Welcome to Roz Gibson, furry artist and animator in Southern California. Roz was guest of honor at Confurence and created the Jack Salem comic character that first appeared in Rowrbrazzle in 1987. This is Roz’s furry graphic novel review part 1 of 6 on the way. Read in order as they post: 1) Myre 2) Angelic Book 1 3) Marney the Fox 4) Shanda the Panda 5) Cinderfrost 6) Tim’rous Beastie. See Roz’s tag for the rest. Roz is a community access guest and contents are hers.
Myre: The Chronicles of Yria volume 1
Art and story by Claudya (Alectorfencer) Schmidt
Story and Dialogue by Matt (2 the Ranting Griffin) Davis
One of the most popular artists working in the furry genre, German Alectorfencer ran a very successful crowd funding campaign to produce her graphic novel magnum opus: Myre: the Chronicles of Yria #1. It was published in January 2017 as a hardcover and trade paperback. Sometime this year a spin-off graphic novel called Haunter of Dreams will be released, and in the autumn of 2019 production will begin on chapter 2 of Myre.
Now I’ve pointed out many times that the fandom is littered with carcasses of epic multi-part graphic novels that fizzled out after 1 volume, when the artists realized what a huge amount of work it is for basically no money. (I will give props to Heathen City for actually lasting 3 issues before dying, which is 2 better than most of them). Even if Alectorfencer manages to get #2 done, I’m not sure how much momentum she or the public will be able to maintain if it takes 4 or 5 years between volumes.
So how is Myre? The production values are great—rich color printing on heavy stock. Unfortunately it suffers from a very common problem with digital printing—everything is too dark. Art that looks good on the screen often prints dark. I’ve seen this in other color comics, particularly ones that use the fully painted technique. I assume there’s ways to avoid that issue, since most of the pro published books look OK, but that’s not my area of expertise.

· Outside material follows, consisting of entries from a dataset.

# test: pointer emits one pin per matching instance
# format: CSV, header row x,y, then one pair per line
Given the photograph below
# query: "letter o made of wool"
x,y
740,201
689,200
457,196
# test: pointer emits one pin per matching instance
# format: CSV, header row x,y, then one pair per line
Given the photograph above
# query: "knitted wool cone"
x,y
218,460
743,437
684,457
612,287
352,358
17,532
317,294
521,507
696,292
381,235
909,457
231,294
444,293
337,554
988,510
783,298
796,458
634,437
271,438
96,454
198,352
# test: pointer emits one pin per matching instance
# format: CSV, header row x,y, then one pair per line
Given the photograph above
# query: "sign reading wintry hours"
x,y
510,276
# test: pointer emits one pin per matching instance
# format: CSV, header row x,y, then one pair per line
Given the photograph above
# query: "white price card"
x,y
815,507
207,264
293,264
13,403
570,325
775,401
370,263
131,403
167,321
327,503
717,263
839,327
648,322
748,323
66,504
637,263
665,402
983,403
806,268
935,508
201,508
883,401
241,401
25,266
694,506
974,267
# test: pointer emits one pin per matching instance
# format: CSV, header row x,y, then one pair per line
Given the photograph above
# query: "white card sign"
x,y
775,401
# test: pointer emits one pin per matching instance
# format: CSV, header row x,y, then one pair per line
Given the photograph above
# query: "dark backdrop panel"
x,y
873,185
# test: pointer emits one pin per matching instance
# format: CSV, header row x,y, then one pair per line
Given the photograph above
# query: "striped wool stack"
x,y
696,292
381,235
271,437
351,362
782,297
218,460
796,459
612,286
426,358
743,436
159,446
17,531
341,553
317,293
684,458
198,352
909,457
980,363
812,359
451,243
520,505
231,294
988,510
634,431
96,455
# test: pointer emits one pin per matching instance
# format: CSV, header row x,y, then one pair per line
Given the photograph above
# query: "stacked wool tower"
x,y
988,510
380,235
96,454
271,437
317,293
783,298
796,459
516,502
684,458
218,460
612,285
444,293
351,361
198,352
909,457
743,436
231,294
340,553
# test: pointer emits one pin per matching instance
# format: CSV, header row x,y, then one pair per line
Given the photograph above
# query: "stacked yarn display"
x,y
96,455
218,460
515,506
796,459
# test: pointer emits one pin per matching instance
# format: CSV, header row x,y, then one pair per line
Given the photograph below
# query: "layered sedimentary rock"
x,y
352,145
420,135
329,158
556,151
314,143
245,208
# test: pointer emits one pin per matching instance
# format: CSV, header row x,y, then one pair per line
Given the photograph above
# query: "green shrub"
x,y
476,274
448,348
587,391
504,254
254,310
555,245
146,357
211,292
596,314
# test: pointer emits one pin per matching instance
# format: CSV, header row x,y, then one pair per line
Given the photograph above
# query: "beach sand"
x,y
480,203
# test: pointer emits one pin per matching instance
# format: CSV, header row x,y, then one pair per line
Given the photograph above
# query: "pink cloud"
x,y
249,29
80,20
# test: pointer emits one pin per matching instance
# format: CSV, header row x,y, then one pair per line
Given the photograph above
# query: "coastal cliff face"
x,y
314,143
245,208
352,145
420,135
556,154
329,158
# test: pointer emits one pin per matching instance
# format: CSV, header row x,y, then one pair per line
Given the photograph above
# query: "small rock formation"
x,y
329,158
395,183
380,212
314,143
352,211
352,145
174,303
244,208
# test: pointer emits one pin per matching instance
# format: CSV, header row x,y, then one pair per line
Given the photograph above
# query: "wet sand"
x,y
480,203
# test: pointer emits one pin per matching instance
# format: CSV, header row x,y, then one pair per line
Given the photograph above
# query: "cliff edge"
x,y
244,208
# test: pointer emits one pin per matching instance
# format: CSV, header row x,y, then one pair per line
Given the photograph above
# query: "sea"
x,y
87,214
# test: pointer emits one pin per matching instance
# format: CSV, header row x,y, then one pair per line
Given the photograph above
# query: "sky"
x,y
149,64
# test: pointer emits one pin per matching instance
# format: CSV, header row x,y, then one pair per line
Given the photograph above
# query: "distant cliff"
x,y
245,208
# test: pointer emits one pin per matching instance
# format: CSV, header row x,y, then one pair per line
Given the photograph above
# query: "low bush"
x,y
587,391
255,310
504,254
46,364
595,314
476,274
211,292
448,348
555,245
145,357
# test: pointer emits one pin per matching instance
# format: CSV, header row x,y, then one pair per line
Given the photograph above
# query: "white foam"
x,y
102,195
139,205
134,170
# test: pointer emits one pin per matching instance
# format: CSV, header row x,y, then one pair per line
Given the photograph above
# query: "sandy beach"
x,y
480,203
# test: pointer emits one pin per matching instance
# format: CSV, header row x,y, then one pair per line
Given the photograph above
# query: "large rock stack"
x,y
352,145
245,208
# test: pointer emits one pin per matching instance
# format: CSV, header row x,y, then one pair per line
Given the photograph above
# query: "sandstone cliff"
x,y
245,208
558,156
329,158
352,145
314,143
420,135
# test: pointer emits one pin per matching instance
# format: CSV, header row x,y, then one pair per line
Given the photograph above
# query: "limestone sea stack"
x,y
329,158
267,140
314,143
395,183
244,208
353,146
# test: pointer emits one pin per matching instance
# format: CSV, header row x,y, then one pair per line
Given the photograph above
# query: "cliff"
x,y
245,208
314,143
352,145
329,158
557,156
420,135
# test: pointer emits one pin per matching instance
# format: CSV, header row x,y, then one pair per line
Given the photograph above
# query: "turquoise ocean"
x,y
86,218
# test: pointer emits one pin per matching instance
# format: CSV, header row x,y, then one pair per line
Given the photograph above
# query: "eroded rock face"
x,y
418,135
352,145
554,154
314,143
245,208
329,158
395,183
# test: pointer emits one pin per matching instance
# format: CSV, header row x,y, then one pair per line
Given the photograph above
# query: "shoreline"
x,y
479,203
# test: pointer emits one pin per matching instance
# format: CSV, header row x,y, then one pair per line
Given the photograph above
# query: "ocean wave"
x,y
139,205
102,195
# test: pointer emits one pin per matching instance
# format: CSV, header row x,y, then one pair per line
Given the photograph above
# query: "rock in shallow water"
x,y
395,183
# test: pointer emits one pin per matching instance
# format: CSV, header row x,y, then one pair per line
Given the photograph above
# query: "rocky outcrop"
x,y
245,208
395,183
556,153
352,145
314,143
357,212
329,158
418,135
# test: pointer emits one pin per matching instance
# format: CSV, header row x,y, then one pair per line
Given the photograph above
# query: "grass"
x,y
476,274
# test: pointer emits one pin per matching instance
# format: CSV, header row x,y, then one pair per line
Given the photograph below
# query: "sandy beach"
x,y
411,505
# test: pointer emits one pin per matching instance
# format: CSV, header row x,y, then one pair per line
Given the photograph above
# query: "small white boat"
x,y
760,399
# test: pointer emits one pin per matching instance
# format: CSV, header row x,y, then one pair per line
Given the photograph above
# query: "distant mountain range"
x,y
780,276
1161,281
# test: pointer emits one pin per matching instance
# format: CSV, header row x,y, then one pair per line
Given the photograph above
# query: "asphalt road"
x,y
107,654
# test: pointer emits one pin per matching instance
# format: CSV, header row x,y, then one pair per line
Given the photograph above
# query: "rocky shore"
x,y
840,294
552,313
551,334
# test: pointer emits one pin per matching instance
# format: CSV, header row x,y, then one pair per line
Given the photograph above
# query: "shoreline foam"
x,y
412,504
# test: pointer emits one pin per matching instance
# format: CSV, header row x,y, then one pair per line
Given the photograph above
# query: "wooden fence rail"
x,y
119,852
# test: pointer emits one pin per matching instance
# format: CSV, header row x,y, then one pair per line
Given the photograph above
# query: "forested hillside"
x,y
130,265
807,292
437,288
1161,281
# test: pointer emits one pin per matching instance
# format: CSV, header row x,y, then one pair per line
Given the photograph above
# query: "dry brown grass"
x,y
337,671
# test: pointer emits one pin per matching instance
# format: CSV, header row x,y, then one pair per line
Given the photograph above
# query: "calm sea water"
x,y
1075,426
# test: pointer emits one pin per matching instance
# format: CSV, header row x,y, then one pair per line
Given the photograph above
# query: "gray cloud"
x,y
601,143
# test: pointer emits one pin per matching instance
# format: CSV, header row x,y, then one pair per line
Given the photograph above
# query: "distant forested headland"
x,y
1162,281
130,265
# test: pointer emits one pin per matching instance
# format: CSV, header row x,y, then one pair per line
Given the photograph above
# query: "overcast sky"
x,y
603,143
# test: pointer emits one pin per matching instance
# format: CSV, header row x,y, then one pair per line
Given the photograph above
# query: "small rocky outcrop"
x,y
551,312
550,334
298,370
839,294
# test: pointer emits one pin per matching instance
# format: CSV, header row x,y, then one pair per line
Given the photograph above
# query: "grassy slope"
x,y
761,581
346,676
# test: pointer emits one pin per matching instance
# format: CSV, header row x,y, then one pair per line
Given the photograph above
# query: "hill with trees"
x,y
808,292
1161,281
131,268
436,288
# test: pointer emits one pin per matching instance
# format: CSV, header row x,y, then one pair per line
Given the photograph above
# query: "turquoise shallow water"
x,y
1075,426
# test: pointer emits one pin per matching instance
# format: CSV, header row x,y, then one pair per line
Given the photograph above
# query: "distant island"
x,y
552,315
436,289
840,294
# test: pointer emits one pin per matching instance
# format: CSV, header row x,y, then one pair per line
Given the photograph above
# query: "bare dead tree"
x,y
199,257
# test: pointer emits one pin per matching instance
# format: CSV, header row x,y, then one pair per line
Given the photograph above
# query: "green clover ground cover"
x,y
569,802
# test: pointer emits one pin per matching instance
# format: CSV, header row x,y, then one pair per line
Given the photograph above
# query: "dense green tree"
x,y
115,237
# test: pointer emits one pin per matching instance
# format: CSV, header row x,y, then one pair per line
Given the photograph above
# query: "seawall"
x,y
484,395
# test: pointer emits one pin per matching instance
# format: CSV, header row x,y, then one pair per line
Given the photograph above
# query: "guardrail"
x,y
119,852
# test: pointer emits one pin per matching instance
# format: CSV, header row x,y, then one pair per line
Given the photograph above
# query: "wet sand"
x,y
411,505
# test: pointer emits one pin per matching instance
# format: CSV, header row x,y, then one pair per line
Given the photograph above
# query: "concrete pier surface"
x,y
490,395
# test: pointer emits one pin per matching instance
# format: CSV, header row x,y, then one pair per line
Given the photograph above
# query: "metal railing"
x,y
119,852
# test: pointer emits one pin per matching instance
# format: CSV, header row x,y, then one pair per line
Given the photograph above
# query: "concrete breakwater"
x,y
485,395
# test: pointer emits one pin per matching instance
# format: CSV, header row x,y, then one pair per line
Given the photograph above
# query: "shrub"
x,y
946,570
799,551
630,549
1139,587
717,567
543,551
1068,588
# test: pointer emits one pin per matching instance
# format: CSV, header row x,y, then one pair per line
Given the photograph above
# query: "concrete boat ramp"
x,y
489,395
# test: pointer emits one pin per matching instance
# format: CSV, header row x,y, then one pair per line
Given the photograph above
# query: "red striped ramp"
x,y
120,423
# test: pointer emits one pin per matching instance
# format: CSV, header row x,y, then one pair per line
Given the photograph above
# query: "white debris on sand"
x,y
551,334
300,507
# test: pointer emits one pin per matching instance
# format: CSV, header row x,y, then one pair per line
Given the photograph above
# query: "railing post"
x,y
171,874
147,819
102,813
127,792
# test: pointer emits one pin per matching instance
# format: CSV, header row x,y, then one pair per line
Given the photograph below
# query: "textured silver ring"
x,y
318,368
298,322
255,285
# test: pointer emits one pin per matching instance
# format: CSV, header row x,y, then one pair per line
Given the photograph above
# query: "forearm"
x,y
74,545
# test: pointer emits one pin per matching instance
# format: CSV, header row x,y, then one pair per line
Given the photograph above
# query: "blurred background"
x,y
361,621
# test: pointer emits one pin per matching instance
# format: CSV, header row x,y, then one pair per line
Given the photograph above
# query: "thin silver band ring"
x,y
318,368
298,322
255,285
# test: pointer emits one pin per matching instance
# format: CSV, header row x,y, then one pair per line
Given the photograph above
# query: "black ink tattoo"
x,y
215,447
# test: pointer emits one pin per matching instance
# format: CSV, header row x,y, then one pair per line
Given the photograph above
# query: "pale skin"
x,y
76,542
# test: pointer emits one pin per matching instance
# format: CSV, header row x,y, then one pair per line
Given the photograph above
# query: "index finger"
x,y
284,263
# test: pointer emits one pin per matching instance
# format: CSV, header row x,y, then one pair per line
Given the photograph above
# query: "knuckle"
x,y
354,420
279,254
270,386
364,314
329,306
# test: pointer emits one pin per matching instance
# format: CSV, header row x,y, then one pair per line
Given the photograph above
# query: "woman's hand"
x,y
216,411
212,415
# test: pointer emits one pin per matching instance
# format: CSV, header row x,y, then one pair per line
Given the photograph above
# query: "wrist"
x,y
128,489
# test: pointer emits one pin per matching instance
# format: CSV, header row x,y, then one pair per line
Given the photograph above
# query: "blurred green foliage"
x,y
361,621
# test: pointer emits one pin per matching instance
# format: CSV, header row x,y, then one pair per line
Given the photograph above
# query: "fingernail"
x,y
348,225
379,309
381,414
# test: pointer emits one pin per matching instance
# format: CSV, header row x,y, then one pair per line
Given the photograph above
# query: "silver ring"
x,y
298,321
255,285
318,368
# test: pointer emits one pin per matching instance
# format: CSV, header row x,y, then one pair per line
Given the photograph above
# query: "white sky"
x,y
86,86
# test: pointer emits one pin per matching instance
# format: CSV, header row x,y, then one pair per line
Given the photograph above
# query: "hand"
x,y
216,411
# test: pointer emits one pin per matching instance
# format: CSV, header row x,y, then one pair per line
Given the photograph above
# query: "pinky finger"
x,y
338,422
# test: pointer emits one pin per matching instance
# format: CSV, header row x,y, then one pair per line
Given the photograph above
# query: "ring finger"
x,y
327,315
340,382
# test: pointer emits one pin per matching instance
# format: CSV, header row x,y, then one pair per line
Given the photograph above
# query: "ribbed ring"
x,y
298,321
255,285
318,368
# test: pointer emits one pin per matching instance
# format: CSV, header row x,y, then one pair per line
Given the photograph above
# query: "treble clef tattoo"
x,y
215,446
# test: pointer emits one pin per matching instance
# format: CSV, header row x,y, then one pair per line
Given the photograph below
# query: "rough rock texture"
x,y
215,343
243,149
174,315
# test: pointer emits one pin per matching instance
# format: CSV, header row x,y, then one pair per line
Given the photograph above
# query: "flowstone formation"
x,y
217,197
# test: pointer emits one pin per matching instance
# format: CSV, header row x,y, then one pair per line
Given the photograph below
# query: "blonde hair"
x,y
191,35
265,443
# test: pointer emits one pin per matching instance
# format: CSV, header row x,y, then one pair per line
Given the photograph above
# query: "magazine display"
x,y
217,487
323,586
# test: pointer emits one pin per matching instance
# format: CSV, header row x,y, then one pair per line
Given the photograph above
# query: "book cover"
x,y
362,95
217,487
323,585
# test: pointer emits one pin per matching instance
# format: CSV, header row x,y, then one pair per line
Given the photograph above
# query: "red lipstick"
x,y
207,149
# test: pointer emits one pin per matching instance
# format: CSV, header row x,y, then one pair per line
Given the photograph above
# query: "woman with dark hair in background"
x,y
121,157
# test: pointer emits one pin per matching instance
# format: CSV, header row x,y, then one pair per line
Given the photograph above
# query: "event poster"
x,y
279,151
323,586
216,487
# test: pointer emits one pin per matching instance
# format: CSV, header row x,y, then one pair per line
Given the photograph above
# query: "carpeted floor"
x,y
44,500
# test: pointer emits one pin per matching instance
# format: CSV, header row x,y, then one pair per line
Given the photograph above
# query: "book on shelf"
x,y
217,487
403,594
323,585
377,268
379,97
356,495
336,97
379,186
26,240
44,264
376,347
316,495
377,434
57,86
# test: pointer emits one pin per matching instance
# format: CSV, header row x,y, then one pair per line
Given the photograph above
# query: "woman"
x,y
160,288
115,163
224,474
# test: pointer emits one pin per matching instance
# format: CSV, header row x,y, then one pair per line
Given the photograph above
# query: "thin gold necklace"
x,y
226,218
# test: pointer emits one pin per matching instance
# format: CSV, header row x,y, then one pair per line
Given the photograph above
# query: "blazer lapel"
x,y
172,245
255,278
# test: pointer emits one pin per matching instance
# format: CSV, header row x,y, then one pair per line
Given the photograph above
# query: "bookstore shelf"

The story is a western with fantasy trappings. After a brief world-creation and downfall myth involving dragons at the beginning, the rest of Volume 1 is the protagonist Myre (dressed in a poncho, hat and perpetually dangling cigarette like Clint Eastwood’s Man with No Name) wandering around a desolate landscape with her faithful dragon steed. When she runs out of ‘fuel’ for her cigarette lighter (I guess they don’t have matches here…) she ends up getting injured by some thugs while trying to buy more, taken to a wise old man for healing, sent on an errand to a distant city, runs into more trouble there, and that’s basically volume 1.